Nowadays, no curative treatment is available for GLYT1 encephalopathy, and disease management is exclusively supportive. Several treatments commonly used for nonketotic hyperglycinemia (another form of glycine encephalopathy) have been used in patients with GLYT1 encephalopathy, but none of them has been effective in mitigating the manifestations of the disorder. Most patients die in infancy.
A multidisciplinary management is recommended to manage psychomotor development, respiratory function, nutritional status and feeding, musculoskeletal malformations, and visual and hearing impairments if present. Thus, the patient should be evaluated by neonatologists, pediatric neurologists, nutritionists, traumatologists, physical medicine and palliative care specialists.
It is important to perform a neurologic assessment including electroencephalogram to distinguish startle responses from seizures. Brain imaging and physiologic tests, such as visual evoked potentials, brain stem evoked response audiometry, and evaluation of motor and sensory nerves, are recommended to better understand the extent of the clinical involvement.
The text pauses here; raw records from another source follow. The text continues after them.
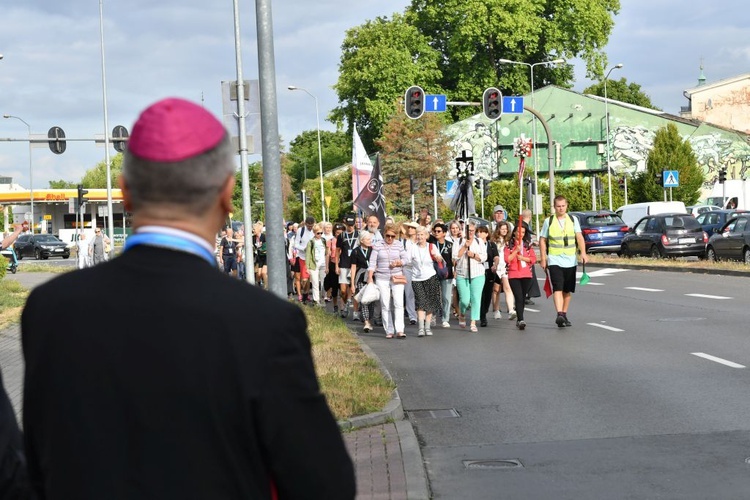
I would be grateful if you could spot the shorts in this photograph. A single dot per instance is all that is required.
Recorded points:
(563, 278)
(302, 267)
(345, 275)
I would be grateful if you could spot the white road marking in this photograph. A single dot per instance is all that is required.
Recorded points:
(731, 364)
(606, 327)
(703, 296)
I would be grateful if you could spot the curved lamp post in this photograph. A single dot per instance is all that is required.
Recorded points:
(533, 118)
(320, 154)
(31, 170)
(606, 119)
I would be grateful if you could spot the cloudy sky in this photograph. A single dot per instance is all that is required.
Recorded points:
(51, 71)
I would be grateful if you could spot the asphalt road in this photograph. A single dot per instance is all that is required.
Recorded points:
(646, 396)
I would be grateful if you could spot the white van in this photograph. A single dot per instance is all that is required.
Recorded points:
(632, 213)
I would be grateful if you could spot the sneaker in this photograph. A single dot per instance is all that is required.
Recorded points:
(560, 321)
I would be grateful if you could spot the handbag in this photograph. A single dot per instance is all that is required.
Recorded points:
(440, 268)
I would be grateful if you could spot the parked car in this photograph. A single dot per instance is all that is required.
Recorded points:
(665, 235)
(731, 241)
(696, 210)
(603, 231)
(715, 219)
(41, 246)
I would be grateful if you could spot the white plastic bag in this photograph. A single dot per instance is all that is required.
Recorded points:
(369, 294)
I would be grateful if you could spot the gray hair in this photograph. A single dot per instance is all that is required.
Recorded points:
(192, 184)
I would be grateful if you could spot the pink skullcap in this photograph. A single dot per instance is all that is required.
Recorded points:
(173, 130)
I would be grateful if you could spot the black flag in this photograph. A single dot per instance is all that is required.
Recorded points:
(371, 200)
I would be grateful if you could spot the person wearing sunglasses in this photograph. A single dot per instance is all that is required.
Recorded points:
(317, 259)
(386, 270)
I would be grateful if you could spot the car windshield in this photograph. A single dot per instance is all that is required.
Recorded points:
(604, 220)
(681, 221)
(47, 238)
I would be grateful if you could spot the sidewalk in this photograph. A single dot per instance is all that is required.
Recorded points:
(383, 445)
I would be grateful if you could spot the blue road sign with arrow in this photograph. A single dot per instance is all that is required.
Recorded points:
(671, 178)
(512, 104)
(435, 103)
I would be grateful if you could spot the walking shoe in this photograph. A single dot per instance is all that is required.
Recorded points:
(560, 321)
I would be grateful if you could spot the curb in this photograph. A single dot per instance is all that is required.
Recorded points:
(699, 270)
(417, 487)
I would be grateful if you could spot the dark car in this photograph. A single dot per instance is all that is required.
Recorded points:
(41, 246)
(715, 219)
(665, 235)
(603, 231)
(731, 241)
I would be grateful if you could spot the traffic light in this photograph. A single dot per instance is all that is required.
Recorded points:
(81, 198)
(492, 103)
(722, 175)
(413, 185)
(414, 102)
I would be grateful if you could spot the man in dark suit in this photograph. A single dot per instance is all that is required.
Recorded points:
(160, 377)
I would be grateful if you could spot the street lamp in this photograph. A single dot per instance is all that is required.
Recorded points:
(559, 60)
(320, 153)
(31, 170)
(606, 119)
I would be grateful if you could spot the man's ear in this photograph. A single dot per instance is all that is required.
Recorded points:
(225, 196)
(125, 194)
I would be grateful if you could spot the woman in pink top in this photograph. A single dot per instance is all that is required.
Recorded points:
(520, 258)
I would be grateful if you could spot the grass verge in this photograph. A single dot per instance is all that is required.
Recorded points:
(350, 379)
(12, 299)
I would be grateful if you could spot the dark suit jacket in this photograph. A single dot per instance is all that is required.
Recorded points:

There are no known agents to avoid. However, valproate (which is contraindicated in nonketotic hyperglycinemia) should be avoided as it increases the concentration of blood and cerebrospinal glycine.
On the other hand, parents of children affected by GLYT1 encephalopathy should receive genetic counselling. The risk of recurrence in these families is high, hence the possibility of prenatal or preimplantation genetic diagnosis should be discussed with the couples.